Here’s an example of a ii-V-I progression:

An example ii-V-I bass line over Dm7-G7-Cmaj7

Play through it and you’ll see — it’s incredibly easy to build a walking bass line over this. Compare that to a common pop chord movement, the IV-V-I progression (not usually called that, but bear with me):

An example bass line over an F-G-C (IV-V-I) progression

This kind of progression just doesn’t pair as naturally with a walking bass line. Play through it and you’ll notice — it’s not necessarily wrong, but it’s genuinely hard to build a smooth, connected flow.

So: when arranging a pop song into jazz, it’s worth checking whether the chord progression contains a ii-V movement somewhere in it.

The Section Structure

Chord tones

“Section” here just means things like the verse or the chorus.
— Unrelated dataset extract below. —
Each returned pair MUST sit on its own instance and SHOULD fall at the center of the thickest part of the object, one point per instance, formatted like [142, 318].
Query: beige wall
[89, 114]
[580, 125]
Pop songs commonly follow a flow like:

Intro → Verse → Pre-chorus → Chorus

Jazz tunes, on the other hand, tend to follow forms like:

ABAC
(e.g. “Fly Me to the Moon,” “All of Me”)

or

AABC
(e.g. “Autumn Leaves”)

AABA
(e.g. “It’s Only a Paper Moon,” “Take the ‘A’ Train”)

In other words, I tend to gravitate toward pop songs that happen to follow one of these jazz-friendly structural formats.

Spotting these structural cues in theory is one thing — actually getting a walking bass line to flow naturally through an arrangement like this is exactly where a teacher’s feedback speeds up the process.

Want Personalized Feedback on Your Playing?

This is exactly the kind of thing that’s hard to fix alone — and where having a teacher makes all the difference.

At Line on Bass, I offer an online lesson service where you send me a video of your playing, and I give you specific, detailed feedback — every single day if you want.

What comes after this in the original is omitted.